Step-by-Step Breakdown

1. Loading Documents 📄

Your documents are loaded using docsuite, which automatically detects the file type:
  • PDF files → Extracts text from pages
  • TXT files → Reads plain text
  • CSV files → Converts rows to text
  • And more! (Word docs, Excel, etc.)

2. Splitting into Chunks ✂️

Large documents are split into smaller pieces (chunks) because:
  • Better Search: Smaller chunks = more precise matches
  • Context Management: Easier to find relevant sections
  • Token Limits: Fits within AI model limits
Example:
Original Document (10,000 words)
    ↓ Split into chunks of 1000 words
Chunk 1: Words 1-1000
Chunk 2: Words 800-1800 (200 word overlap)
Chunk 3: Words 1600-2600
...

3. Creating Embeddings 🔢

Each chunk is converted to a vector embedding - a list of numbers that represents the meaning of the text. Why embeddings?
  • Similar content = Similar numbers
  • Enables semantic search (finding meaning, not just keywords)
  • Makes search fast and accurate

4. Storing in Pinecone 🗄️

All chunks with their embeddings are stored in Pinecone, a vector database that:
  • Stores millions of documents
  • Searches in milliseconds
  • Finds similar content instantly

Quick Start: Index Your First Document

If you already have LangChat set up:
from langchat import LangChat, LangChatConfig

# Load your configuration
config = LangChatConfig.from_env()
langchat = LangChat(config=config)

# Index a document
result = langchat.load_and_index_documents(
    file_path="my-document.pdf",
    chunk_size=1000,
    chunk_overlap=200
)

print(f"✅ Indexed {result['chunks_indexed']} chunks")
print(f"⏭️  Skipped {result.get('chunks_skipped', 0)} duplicates")
That’s it! Your document is now searchable by your chatbot!

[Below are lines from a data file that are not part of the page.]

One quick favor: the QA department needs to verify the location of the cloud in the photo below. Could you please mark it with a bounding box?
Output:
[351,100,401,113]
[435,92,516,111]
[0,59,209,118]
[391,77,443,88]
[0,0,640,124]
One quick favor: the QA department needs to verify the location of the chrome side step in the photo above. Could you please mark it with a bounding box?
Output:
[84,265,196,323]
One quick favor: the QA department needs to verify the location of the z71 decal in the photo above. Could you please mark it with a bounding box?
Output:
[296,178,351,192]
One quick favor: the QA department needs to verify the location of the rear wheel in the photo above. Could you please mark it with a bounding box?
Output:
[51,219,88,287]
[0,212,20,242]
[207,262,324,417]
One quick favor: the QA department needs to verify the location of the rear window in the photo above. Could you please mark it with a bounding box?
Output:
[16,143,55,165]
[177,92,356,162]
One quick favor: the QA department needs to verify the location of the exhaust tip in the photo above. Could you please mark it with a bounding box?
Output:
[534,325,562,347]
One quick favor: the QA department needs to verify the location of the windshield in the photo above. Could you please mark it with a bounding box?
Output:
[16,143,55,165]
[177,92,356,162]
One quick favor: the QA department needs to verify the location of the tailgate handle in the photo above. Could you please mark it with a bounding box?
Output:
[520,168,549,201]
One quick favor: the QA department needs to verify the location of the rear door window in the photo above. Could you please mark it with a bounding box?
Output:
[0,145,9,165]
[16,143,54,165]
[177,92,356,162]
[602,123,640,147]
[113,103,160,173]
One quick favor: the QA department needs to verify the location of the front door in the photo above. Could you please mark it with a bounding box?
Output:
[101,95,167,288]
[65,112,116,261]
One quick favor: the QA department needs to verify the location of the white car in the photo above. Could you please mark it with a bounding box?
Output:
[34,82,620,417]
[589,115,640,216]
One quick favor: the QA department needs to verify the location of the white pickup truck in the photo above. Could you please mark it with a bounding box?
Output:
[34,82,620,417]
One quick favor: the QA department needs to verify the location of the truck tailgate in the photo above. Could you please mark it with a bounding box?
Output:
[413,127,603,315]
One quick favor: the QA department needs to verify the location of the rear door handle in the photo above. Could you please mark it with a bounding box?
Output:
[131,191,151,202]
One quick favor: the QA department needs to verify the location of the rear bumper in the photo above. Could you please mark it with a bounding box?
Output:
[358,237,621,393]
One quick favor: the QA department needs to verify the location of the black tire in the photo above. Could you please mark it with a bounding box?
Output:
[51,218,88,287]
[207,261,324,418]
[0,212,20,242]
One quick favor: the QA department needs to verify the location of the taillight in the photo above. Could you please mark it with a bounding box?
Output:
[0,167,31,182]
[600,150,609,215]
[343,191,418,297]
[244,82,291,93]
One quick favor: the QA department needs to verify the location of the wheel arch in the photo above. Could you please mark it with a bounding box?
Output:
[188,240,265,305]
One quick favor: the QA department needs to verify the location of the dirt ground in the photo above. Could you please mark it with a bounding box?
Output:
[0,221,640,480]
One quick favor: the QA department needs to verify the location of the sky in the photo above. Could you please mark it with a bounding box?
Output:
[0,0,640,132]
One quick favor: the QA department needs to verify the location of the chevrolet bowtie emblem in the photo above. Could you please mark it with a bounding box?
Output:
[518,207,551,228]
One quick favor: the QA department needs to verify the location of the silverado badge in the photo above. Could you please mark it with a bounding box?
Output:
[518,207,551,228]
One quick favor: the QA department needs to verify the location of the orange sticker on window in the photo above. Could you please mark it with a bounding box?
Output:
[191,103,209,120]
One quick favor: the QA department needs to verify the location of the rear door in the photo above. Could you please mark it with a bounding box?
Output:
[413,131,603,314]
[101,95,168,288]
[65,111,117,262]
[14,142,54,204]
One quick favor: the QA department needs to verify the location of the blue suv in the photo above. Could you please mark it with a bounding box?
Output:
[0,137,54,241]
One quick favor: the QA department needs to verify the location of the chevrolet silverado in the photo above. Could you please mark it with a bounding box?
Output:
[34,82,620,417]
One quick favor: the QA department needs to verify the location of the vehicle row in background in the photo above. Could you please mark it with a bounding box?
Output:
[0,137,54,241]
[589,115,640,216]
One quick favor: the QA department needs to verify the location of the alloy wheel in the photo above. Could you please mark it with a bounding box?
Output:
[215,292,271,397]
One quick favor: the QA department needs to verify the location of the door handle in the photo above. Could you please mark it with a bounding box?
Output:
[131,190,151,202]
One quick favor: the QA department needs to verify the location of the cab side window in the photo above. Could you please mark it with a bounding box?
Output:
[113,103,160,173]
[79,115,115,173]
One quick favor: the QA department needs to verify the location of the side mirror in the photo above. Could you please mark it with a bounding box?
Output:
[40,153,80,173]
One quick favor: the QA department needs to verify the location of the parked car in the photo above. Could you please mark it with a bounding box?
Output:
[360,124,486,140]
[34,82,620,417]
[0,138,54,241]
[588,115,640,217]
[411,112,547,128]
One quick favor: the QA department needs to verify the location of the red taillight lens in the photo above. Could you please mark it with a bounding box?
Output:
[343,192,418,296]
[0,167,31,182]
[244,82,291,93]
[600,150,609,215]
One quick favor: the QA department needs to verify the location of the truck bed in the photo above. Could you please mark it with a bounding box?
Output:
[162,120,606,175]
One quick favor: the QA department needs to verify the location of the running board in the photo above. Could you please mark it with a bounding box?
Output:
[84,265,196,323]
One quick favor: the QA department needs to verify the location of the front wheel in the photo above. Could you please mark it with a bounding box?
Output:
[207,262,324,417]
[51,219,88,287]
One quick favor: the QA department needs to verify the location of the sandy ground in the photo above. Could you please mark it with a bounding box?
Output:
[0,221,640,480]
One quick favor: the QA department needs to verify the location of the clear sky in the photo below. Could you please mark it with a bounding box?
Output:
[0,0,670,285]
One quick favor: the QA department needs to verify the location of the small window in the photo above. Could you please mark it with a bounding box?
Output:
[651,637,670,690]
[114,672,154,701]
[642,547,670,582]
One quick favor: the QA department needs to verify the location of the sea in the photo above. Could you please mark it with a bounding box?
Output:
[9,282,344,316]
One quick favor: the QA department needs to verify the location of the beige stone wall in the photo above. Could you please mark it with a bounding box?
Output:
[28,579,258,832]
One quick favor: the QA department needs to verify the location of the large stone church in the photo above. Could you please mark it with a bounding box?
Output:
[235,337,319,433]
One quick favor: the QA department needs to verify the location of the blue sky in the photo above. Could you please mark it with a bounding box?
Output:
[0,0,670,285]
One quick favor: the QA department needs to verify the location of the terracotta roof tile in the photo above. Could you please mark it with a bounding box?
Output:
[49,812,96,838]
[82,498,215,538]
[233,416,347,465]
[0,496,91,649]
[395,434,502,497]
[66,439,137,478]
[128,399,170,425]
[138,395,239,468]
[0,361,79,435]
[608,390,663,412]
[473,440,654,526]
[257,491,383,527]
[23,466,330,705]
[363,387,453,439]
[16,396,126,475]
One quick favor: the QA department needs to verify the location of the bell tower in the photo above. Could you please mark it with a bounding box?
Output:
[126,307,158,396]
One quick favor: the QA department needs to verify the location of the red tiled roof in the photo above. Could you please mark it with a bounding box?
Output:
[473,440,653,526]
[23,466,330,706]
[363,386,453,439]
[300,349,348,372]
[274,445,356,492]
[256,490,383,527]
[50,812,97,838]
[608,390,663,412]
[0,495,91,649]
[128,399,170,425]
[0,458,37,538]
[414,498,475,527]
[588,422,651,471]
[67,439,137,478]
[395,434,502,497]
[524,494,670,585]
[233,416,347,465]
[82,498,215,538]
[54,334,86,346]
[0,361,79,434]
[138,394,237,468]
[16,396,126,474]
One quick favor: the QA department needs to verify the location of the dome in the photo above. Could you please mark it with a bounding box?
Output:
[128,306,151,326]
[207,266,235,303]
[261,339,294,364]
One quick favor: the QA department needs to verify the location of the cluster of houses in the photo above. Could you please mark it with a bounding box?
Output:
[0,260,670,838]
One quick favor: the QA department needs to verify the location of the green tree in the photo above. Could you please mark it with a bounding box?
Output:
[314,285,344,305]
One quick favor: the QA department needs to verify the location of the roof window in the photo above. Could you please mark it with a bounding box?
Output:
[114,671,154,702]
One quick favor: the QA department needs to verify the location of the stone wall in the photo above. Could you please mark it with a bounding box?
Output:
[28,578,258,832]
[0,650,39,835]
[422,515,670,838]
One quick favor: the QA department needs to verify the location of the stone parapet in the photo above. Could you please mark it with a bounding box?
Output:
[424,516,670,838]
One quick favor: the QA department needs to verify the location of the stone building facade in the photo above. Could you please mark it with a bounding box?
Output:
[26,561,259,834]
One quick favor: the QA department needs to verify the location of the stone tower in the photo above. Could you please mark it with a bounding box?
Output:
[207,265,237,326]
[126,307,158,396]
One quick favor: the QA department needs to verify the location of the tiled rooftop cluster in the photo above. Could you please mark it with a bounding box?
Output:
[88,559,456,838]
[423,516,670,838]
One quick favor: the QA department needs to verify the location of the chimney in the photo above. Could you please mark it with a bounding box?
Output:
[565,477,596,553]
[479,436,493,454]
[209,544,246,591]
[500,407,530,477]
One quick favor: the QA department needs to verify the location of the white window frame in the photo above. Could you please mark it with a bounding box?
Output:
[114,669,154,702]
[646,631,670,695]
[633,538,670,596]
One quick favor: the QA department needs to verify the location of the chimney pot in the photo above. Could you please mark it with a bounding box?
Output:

Option 2: Using DocumentIndexer (Standalone)

If you only need to index documents (no chatbot setup):
from langchat.utils.document_indexer import DocumentIndexer

# Initialize with just Pinecone and OpenAI keys
indexer = DocumentIndexer(
    pinecone_api_key="your-pinecone-key",
    pinecone_index_name="your-index-name",
    openai_api_key="your-openai-key"
)

# Index your document
result = indexer.load_and_index_documents(
    file_path="my-document.pdf",
    chunk_size=1000,
    chunk_overlap=200
)

print(f"✅ Successfully indexed {result['chunks_indexed']} chunks!")

Understanding Chunk Size and Overlap

Chunk Size

Chunk size = How many characters/words in each piece.
# Small chunks (500 characters)
chunk_size=500
# Good for: Precise answers, short documents

# Medium chunks (1000 characters) - RECOMMENDED
chunk_size=1000
# Good for: Most documents, balanced precision/context

# Large chunks (2000 characters)
chunk_size=2000
# Good for: Long-form content, more context per chunk
Recommendations:
  • Short documents (< 10 pages): chunk_size=500
  • Medium documents (10-50 pages): chunk_size=1000
  • Long documents (> 50 pages): chunk_size=1500

Chunk Overlap

Chunk overlap = How much text is shared between adjacent chunks.
Document: "The quick brown fox jumps over the lazy dog."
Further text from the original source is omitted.